14 Jul Say a Prayer, Read a Psalm
What is the very first thing you do when you wake up each morning?
For some people, turning off the alarm and rolling over for ten more minutes of shut-eye is the usual way their day begins. A few people I know wake up and before leaving the warmth and comfort of their beds, they spend several minutes praying. For some folks, as soon as their eyes open, they are ready to leap up, throw on their workout clothes and hit the ground running (literally.) For still others, until they have had their first cup of coffee, everyone else in the house should give them a wide berth.
For a lot of folks, what follows after those first moments of wakefulness is a fairly regular routine. They let the dog out, brush their teeth, power up their phones, eat (or not), dress, read the newspaper or check email, grab some caffeine, maybe exercise—and usually, they do these routine things in a fairly consistent order. I always brush my teeth first thing. Nothing, and I mean nothing, is happening in my world until I have a clean mouth.
These last few months, when our routines have been upended in so many ways, have reminded us of how comforting and grounding these mundane daily activities really are. And that leads me to think about whether we have spiritual routines that also comfort and ground us. In Scripture, King David recognized the importance of having regular, daily spiritual practices. He shares his own experience in Psalm 145:
I will extol you, my God, and King, and bless your name forever and ever.

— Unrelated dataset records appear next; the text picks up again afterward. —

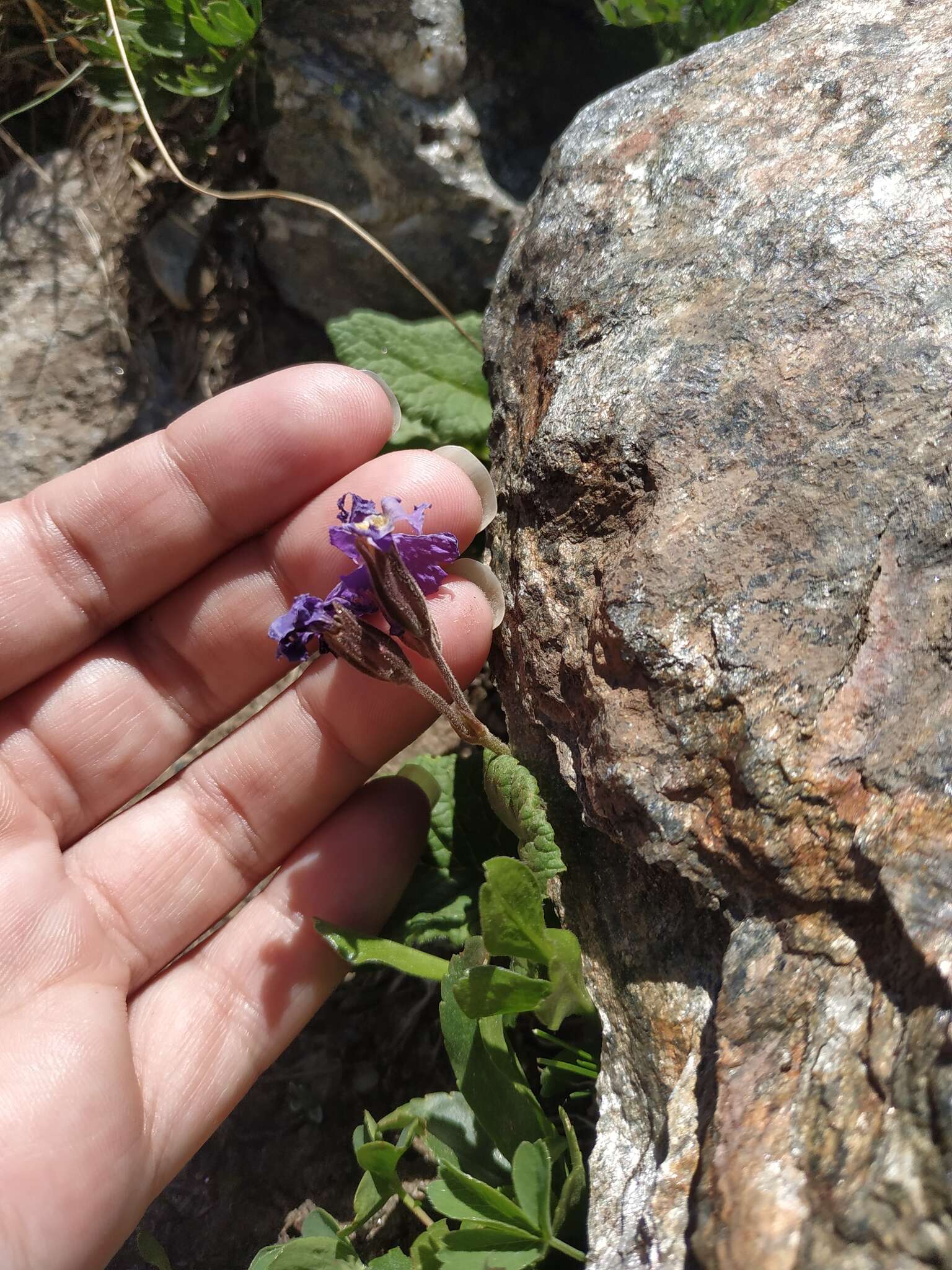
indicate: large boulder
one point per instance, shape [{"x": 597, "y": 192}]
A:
[
  {"x": 428, "y": 123},
  {"x": 720, "y": 351}
]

Every day I will bless you, and praise your name forever and ever.
Great is the Lord, and greatly to be praised;
God’s greatness is unsearchable.
It is striking that David speaks of praising God every day. In exactly the same way that I start each morning with a toothbrush in my hand, David says that acknowledging God’s presence and power is critical. It shapes us as people, informs how we understand our lives, motivates our response to what happens in our world, and is the source of our peace and hope. Without the daily repetition of praise and gratitude, we quickly fall into old habits: looking to others for approval; seeking love in places that can never satisfy us; being driven by our egos to self-centeredness rather than care of neighbor; allowing fear and worry to rob us of joy and peace.

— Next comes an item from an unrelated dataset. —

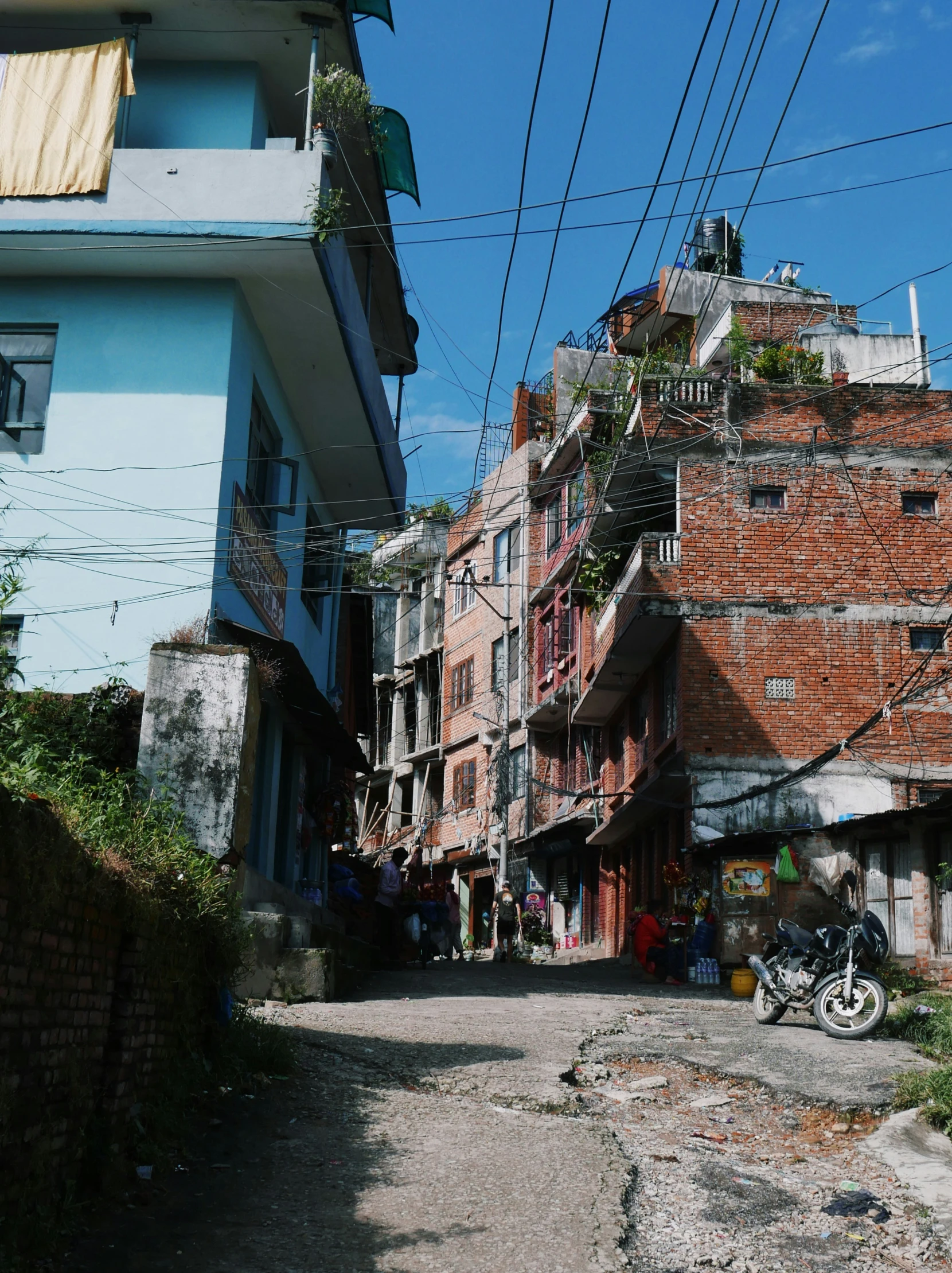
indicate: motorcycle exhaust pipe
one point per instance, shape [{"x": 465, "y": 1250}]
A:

Forming new habits is often difficult which is why gyms are full in January and deserted by Valentine’s Day. But perhaps you are sensing that a daily spiritual routine would be particularly meaningful as you navigate these uncertain times. If so, I invite you to start small. Say a prayer before you get out of bed in the morning or while you’re brushing your teeth. Read one psalm per day (and when you get to Psalm 119 which has 176 verses, split it up, if you need to!) Some folks in my congregation are using this Covid-induced “downtime” to read through the Bible. I love that idea, of course, but if you’re going to do that, don’t let Leviticus sidetrack you!! I suggest alternating between the Old Testament and the New Testament as you work your way through all 66 books. Journaling, meditating, singing a hymn, or reciting liturgy can all be wonderful spiritual exercises that open us to God’s presence and invite us to greater serenity and a more deeply grounded hope.
Whatever practice you choose, see if you can incorporate it into your day with as much regularity as your most familiar activities. I think you’ll be amazed at the difference it can make.